Need a salary saver with real upside? Enter Calvin Austin. At just $3,300, he has the kind of game-breaking speed to deliver on his price tag in one play. He’s boom/bust but at 1% pOWN, he’s the kind of dart throw that can swing a tournament if things break your way.
Scoring in six of his last seven games isn’t variance—it’s a trend. We have to accept the reality: NWI is simply a guy who finds the end zone. At 2.3% pOWN, I can get 4x the field exposure and still have around 135 rosters without him if he whiffs. That’s a risk-reward balance I’m happy to exploit.

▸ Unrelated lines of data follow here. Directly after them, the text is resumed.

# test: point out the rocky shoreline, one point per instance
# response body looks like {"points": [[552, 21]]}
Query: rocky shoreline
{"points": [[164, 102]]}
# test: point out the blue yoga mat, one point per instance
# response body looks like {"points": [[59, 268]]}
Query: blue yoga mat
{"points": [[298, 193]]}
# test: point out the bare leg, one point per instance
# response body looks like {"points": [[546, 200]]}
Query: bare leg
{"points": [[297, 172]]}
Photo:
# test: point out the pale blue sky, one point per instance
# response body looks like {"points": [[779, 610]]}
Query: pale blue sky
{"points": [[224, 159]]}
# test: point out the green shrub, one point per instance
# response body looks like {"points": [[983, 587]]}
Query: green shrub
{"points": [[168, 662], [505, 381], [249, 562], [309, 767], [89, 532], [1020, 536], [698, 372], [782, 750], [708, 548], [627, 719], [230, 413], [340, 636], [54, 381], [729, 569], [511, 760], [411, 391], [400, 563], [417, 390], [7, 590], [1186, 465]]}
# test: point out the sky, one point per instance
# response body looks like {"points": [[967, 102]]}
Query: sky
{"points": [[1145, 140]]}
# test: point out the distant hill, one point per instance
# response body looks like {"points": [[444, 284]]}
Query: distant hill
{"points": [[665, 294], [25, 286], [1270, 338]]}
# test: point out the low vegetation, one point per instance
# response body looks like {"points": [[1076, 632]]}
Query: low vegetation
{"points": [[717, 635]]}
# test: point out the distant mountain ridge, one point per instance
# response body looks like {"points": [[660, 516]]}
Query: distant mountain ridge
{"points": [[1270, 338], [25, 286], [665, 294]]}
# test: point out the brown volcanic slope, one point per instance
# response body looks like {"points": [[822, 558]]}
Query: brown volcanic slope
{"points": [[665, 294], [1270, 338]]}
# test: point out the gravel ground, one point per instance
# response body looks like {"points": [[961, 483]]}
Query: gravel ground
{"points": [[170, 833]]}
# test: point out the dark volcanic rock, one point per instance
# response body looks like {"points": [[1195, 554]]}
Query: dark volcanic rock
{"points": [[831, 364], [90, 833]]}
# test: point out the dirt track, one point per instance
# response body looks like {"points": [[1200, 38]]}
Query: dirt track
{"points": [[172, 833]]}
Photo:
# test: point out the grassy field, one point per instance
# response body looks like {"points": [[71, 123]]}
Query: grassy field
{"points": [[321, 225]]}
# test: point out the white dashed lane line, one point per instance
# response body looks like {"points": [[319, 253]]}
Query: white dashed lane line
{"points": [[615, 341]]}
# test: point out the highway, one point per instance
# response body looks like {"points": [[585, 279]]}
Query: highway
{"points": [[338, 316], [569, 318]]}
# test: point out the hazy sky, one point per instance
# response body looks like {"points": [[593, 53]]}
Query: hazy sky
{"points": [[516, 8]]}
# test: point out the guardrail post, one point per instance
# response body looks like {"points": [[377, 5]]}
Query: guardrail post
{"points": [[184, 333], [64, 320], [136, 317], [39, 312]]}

Meanwhile, Noah Brown (7.6% pOWN) has been quietly commanding 6.5 targets per game over his last five outings, and they’re not empty looks. His aDOT (average depth of target) lives in the same neighborhood as Nico Collins, Tee Higgins, and Mike Evans. At $4,400, on a slate starving for cheap value, that kind of upside becomes tough to ignore.
If you think the Saints offense can get the job done against the Rams, it’s time to embrace variance. Instead of riding the wave with chalky Alvin Kamara and Taysom Hill—both projected at over 20% ownership—consider this pivot: an inexpensive Carr stack that should combine for just 8% ownership, giving you access to upside from the same offense without diving into the crowded chalk pool.
Is this stack likely to outperform Kamara or Hill? Hell no. But if the touchdowns happen to flow through this stack, the leverage is absurd. Carr isn’t the flashiest QB, but he has enough juice to make this work. MVS has the game-breaking speed to flip a slate, and Juwan Johnson is always lurking as a red-zone assassin. By leveraging these low-owned options, you’re not just playing the Saints — you’re flipping the script.